As mentioned earlier it's the recirculated oil vapours that is sticking to the inlet valves on entry to the cylinder. As no fuel vapours pass over the inlet valves and is directly injected into the cylinder (TFSI in our case) the results are as above.
Plenty of reason to justify using the recommended oil at each service and preferably earlier than specified. The extended service intervals can be bad for your engine if you do not regularly drive lots of miles.
It has been suggested before now that if you drive lots of short journeys or light footed on the throttle then a weekly run where you keep the revs over 3k for a min of 15 mins will promote self cleaning.
Will see if I can dig this info back out again.


----------



## Templar (Mar 9, 2012)

Similar to the OP , here is the original article on carbon build up. Towards the end it describes the self clean mode. Quite an interesting read.

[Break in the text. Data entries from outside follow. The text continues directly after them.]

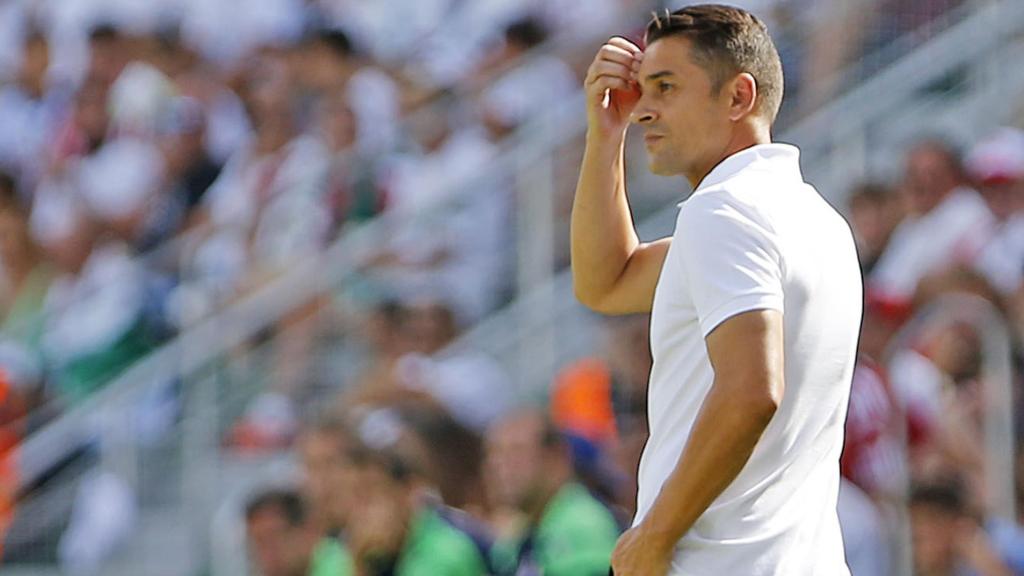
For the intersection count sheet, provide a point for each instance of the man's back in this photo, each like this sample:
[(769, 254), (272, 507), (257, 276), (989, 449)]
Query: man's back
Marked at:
[(754, 236)]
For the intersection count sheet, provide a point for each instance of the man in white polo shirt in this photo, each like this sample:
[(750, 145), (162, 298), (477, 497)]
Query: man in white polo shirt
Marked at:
[(756, 304)]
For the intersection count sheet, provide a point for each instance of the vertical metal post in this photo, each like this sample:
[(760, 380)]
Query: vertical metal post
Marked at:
[(536, 239)]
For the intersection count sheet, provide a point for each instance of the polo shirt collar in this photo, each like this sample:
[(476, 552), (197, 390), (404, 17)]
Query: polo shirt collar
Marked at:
[(783, 157)]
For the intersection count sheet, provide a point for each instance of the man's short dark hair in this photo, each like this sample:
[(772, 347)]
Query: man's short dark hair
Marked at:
[(727, 41), (337, 41), (526, 32), (286, 502), (944, 494)]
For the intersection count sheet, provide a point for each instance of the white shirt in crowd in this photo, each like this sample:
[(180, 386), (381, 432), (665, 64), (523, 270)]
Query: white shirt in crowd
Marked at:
[(923, 245), (755, 236)]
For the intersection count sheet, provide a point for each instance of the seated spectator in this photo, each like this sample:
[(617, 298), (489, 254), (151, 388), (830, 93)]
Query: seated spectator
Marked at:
[(94, 321), (865, 538), (558, 528), (996, 166), (943, 213), (603, 399), (393, 528), (935, 378), (331, 490), (872, 458), (526, 89), (32, 110), (947, 539), (266, 206), (280, 535), (27, 276), (188, 170), (469, 384), (451, 227), (875, 213), (354, 193)]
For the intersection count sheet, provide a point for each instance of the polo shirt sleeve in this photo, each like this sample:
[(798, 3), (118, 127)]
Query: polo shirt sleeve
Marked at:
[(730, 259)]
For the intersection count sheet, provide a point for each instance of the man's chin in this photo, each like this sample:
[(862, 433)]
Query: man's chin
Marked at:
[(660, 168)]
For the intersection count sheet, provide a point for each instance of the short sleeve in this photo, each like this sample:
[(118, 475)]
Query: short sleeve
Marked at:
[(730, 257)]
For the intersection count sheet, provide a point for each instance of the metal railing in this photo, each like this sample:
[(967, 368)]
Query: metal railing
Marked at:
[(532, 337)]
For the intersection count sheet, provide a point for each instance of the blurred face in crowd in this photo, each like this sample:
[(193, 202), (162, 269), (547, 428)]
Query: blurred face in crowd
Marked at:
[(429, 328), (955, 348), (331, 480), (1004, 196), (270, 95), (936, 534), (35, 62), (931, 174), (90, 112), (108, 56), (628, 345), (873, 215), (276, 546), (16, 247), (518, 464), (384, 510), (686, 121), (337, 121)]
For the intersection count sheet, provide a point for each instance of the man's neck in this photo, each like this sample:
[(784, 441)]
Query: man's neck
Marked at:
[(740, 140), (536, 512)]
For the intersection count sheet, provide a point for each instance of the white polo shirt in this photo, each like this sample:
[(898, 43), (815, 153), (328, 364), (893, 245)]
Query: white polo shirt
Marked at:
[(755, 236)]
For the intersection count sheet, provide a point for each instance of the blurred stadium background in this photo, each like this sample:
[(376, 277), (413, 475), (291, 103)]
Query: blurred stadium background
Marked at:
[(222, 219)]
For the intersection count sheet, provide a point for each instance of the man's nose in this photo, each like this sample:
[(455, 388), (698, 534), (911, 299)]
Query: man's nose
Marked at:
[(642, 115)]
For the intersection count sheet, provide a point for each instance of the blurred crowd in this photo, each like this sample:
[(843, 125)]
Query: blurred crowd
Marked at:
[(161, 160)]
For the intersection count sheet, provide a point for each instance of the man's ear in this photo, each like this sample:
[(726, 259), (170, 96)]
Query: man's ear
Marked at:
[(743, 96)]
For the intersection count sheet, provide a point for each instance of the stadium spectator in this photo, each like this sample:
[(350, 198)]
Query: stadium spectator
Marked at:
[(31, 109), (935, 377), (354, 192), (188, 170), (942, 213), (996, 166), (462, 257), (523, 91), (875, 213), (872, 455), (331, 489), (394, 528), (557, 528), (110, 51), (603, 399), (27, 275), (865, 538), (947, 539), (280, 535), (94, 313), (468, 383)]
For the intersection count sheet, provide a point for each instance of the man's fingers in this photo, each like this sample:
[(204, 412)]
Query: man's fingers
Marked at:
[(614, 53), (609, 69), (605, 82), (625, 44)]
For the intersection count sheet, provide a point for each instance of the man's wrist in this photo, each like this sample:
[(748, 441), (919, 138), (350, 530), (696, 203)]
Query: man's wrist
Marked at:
[(657, 535), (610, 139)]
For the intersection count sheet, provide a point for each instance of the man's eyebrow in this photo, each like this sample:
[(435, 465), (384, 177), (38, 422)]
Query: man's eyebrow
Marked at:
[(657, 75)]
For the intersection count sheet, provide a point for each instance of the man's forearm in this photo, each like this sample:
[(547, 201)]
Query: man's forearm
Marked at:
[(602, 233), (727, 428)]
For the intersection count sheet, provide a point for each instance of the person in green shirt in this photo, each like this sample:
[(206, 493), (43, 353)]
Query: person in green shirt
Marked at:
[(557, 527), (280, 536), (396, 528), (330, 489)]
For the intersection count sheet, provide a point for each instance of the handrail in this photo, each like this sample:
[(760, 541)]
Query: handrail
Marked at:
[(255, 312)]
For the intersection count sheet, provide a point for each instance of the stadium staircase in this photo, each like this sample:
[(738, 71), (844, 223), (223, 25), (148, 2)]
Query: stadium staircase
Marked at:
[(964, 81)]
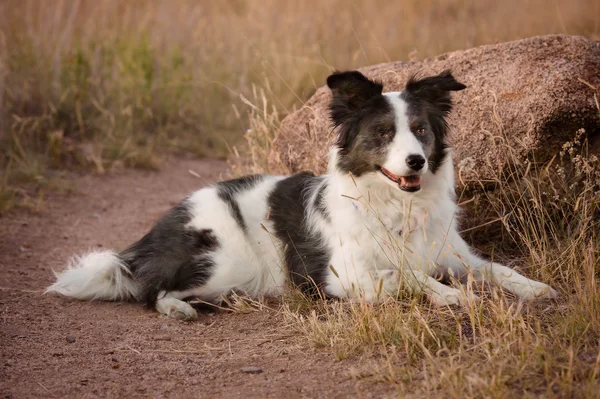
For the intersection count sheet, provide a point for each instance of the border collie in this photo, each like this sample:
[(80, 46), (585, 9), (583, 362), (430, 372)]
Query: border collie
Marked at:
[(382, 219)]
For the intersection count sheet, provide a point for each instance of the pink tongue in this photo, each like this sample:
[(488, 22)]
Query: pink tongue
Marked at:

http://www.torquecars.co.uk/audi/2-0-tfsi-tuning


----------



## Stolberg (Oct 4, 2013)

Is there a 'how to' anywhere on this forum..? It would be great if you could DIY.


----------



## Yesj (Nov 12, 2014)

Stolberg said:


> Is there a 'how to' anywhere on this forum..? It would be great if you could DIY.


----------



## noTTyet (Feb 20, 2014)

What about the BG products service system for cleaning the carbon deposits?


----------



## Billybobbooth (Jul 5, 2017)

I know this is an old thread but as i work for bmw and have acsess to free walnut blaster and safe on bmws (would well recomend it, as well as having the inlet manifold cleaned or replaced especially on diesels.) Im doing all the service work on my car and tempted as i have a free weekend doing my car but is there any reason why you cant walnut blast an audi engine?
Fairly safe and easy if you know what your doing and as long as all the valves shut after if there is any in the cylinders or intake it just burns off.


----------



## TT-driver (Sep 14, 2010)

I think you can perfectly walnut blast the carbon off, provided you take before and after pictures and post them here


----------



## SCW (Jun 22, 2017)

Yep, plenty of people on TFSI tuning Facebook section have done this and generally seems to have good results.

It's something I plan to do when mine gets a bit older and a few more miles on it, so let us all know how it goes.


----------